February 4th, 2016

tielan: (race)
Thursday, February 4th, 2016 08:36 am
[personal profile] theladyscribe: You always have such interesting photos of meals you're eating in (I'm assuming) cool restaurants, but I'm curious about what you cook at home! Any go-to meals? Or dishes you only cook for special occasions?

Cooking at home tends pretty simple, actually. Steak with a bit of seasoning, vegies on the side. I love salads, but I'm so lazy at making them, and these days I'm spoiled by my garden; I want tomatoes that taste of something, not of nothing! In summer, though, coleslaw (cabbage, fennel, carrot, onion, red wine vinegar, mayo) is amazing and delicious and wonderful.

Breakfast is usually an egg; on a weekend, I might add smoked salmon or something else. Sometimes it's a full fry-up - eggs, bacon, mushrooms (cooked slowly), but that's pretty rare (I usually save the big breakfasts for eating out, which I do more often than I should).

I tend to cook a meat - like a haunch of beef or chicken - and then eat it several nights in a row (or sometimes over the course of a week), as much as I'm feeling like eating.

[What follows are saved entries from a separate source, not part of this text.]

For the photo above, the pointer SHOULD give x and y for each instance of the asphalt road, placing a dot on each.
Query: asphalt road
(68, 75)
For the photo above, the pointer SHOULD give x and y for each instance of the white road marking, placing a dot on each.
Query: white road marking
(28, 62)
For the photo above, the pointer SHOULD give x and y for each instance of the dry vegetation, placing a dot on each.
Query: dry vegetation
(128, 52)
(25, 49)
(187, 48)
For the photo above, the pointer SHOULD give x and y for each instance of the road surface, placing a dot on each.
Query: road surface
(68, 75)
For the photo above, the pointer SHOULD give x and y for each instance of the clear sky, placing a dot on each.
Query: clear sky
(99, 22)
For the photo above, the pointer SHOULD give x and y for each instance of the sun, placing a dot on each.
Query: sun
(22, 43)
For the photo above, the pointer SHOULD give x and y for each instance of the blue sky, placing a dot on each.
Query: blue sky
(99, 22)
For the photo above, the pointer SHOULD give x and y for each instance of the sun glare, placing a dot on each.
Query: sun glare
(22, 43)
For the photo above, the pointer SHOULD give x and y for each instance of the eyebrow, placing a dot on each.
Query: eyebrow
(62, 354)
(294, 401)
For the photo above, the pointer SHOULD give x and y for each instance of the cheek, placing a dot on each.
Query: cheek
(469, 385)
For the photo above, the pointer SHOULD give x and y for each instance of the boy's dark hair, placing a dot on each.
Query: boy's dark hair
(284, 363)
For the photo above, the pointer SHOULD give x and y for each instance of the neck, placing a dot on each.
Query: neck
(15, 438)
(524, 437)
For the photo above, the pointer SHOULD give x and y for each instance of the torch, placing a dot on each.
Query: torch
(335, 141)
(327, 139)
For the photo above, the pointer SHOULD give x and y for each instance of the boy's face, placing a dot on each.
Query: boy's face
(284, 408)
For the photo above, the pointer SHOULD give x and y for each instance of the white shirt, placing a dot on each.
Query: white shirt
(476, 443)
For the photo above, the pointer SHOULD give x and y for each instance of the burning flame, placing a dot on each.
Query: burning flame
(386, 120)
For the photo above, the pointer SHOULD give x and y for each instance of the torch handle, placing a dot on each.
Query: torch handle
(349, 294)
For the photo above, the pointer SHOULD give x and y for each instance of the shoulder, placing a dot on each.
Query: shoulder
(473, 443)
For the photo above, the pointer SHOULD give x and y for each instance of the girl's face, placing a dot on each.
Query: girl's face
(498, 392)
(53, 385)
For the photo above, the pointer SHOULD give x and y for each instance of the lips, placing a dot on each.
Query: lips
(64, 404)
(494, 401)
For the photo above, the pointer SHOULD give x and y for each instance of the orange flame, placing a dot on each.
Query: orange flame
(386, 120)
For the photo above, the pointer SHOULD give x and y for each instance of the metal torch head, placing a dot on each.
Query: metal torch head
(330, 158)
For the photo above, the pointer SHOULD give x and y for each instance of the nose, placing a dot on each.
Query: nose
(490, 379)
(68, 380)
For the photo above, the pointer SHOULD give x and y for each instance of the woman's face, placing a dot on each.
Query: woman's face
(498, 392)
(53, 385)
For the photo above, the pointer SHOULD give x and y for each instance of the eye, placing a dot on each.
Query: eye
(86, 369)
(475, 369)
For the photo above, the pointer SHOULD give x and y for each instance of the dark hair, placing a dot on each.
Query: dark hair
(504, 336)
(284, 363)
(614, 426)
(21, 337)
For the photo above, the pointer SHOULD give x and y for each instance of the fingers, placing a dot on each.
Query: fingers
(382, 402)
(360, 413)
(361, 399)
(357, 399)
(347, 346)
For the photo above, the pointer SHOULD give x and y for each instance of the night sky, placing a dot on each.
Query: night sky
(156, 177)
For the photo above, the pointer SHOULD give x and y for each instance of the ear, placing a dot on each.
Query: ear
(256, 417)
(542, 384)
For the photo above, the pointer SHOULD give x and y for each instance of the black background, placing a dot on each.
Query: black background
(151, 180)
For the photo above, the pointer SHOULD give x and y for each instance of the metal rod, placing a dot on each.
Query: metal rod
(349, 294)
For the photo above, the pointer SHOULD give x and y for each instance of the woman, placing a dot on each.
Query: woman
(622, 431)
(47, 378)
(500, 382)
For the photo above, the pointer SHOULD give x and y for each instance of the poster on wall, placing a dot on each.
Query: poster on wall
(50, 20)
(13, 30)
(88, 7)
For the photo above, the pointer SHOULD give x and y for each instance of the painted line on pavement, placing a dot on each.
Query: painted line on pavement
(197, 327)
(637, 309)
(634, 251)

I'm going to have to be a lot more careful about what I eat in the coming months - my cholesterol is ridiculously high, and my family has a history of heart disease so I need to be careful.

5 basic meals
- bolognaise
- roast chicken (beer can chicken - always good)
- garlic and anchovy pasta
- mustard beef (roast beef)
- soy sauce chicken (usually chicken drumsticks/wings, in soy sauce)

celebration meals
It's hard to describe 'celebration' meals for me - they tend to be things that my mother/stepfather cook for family dinner kind of things.

- hainan chicken
- stewed pork belly in red bean tofu sauce
- lion's head meatballs (pork meatballs with wombok quartered and steamed in garlic sauce)
- eight treasure duck (stewed whole duck stuffed with eight other foods)
- pavlova (this is my specialty for Christmas)

For Chinese New Year (coming right up), there's usually a dish called 'tzai' (in the Cantonese), which is full of funguses and tofu and thin rice noodles, and is completely vegetarian to bring in the new year. There's also New Year cake (sticky gelatinous rock-sugar-flavoured deliciousness) and in my family deep-fried, sesame-rolled, red-bean buns which I know as 'tzin-dui'.

Not sure what's happening for CNY this year.

My family does cooking really well, which is also why I'm a big foodie; I had good food from an early age, and while my twentysomething tastebuds could take McDonalds, my fortysomething tastebuds revolt. If I'm going to have a burger, it's going to be the full-fry deal from a milk bar.